Renoir, of course, was the son of world-famous, greatly loved Impressionist painter
Auguste Renoir, and there’s hardly ever a scene in a picture of his that isn’t beautifully
shot. “RULES,” which I would describe as a drawing room comedy/drama, has its full
share of them. Renoir was also, however, a Communist, who loathed France’s class-
ridden society of the time, and those negative feelings probably have the greatest
influence upon this film.

It centers upon a bed hopping weekend at the sprawling estate of the affluent Marquis
Robert de la Chesnaye (Marcel Dalio— the great friend of Jean Gabin’s character in
GRAND ILLUSION, and the croupier in CASABLANCA). He hosts a shooting party at
his property at a time when emotions are running high among his set. Guests include
Robert's mistress Genevieve (Mila Parely), and celebrity pilot Andre Jurieu (Roland
Toutain) -- he has just made himself a national hero by single-handedly flying the
Atlantic—but then made himself a national laughingstock by complaining, in the airport
radio interview, that Robert’s wife Christine, whom he fancies, hadn’t met him there to
congratulate him. Robert's wife, the Austrian Christine (Nora Gregor), is, of course, at
the chateau as well. Her college student niece Jacky, who has a crush on the pilot, is
there, as is Octave, an old friend of the family’s, who is actually played by Jean Renoir
himself. At the same time, the Alsatian gamekeeper Schumacher (Gaston Modot) is
trying to keep the local poacher Marceau, newly hired as a servant (played by the well-
known comic actor Julien Carette) from hitting on his lovely, lively wife Lisette,
(Paulette Dubost). Lisette is Christine’s personal maid, who prefers to live with her in
Paris, while Schumacher is stuck out in the country. Needless to say, the servants, and
other guests, watch all this with great glee.

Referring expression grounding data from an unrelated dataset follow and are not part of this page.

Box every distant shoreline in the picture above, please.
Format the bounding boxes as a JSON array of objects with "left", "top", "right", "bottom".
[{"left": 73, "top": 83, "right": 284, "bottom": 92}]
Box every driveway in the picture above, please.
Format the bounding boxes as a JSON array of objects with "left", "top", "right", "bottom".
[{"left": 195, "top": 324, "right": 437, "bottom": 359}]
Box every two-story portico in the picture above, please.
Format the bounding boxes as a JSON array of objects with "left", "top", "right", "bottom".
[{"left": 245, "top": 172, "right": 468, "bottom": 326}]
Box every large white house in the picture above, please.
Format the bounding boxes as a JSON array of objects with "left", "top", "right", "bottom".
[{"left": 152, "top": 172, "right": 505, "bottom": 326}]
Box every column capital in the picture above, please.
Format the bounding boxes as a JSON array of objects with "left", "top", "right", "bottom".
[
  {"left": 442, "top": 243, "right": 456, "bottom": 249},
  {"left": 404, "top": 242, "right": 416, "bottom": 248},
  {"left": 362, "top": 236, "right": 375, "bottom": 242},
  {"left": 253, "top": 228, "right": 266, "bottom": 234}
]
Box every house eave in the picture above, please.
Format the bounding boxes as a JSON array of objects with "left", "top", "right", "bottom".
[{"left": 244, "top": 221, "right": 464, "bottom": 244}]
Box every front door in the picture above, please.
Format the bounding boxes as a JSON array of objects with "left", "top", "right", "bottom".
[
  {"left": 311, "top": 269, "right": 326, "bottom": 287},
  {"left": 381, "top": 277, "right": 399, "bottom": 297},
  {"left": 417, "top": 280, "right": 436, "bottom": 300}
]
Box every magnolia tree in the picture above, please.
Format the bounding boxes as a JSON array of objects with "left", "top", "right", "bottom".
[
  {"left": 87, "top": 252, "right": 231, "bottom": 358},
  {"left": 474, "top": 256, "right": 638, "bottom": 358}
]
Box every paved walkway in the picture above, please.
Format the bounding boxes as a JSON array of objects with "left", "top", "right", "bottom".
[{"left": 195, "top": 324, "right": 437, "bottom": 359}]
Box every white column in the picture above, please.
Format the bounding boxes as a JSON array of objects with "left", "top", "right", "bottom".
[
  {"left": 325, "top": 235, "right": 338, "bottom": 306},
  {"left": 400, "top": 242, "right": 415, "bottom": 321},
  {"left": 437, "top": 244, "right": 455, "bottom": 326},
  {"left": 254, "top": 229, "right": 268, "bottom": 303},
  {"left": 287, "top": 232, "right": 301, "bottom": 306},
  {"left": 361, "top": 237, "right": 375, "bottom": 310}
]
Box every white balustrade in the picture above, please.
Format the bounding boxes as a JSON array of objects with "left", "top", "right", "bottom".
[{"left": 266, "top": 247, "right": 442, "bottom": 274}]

Photography of the approaching chateau is Renoir-beautiful, and within the chateau, he
gives us some deep focus shots of which other directors can only dream. His screen play
is never less than witty, somewhat romantic, and quite well-acted, by himself, as well. I
am not, and have never been, an official film student, so am not equipped to discuss this
movie technically, nor to enter the heated argument as to where it belongs in the pantheon
of classic French films.

 I had a couple of problems with the film. The shooting scene, while beautifully
photographed, giving us peasant beaters wearing their traditional smocks, sure goes on a
long time. And sure shows a lot of deaths: some critics theorize that it’s meant to hint at
the coming human bloodbath. And, furthermore, I have lived in the English countryside,
among people who shoot, and they wouldn’t have dreamt of wasting ammunition on
rabbits. That’s why they kept ferrets. As, in fact, the gamekeeper Schumacher mentions
his keeping ferrets for the killing of the rabbits. So why were these people shooting
rabbits?

 The Marquis’s wife Christine also presented me with problems. She is a beautiful, born
socialite, the daughter of an Austrian conductor, and would have to be, I guess, described
as a “femme fatale.” Apparently, she has based her life on the principle of Steven Stills’
1970 folkish song, “Love the One You’re With.” She seems to be ready to run off, every
ten minutes or so, with one character or another, and both her husband and maid, who
presumably know her best, point out that none of them have sufficient wealth to keep her.
It doesn’t make any sense to me, but what do I know about the between the wars French
femmes fatale?

The film’s ending also didn’t make too much sense to me, yet it’s obvious that it’s the
ending Renoir wanted. He really had to pull a couple of rabbits out of his hat to get there,
and I’m not sure why he bothered. Perhaps to illustrate the harsher effects of the rules of
the game, society’s rules at the time. In any event, I did not find “THE RULES,” to be
on a par with Renoir’s greatest work. But it can be beautiful.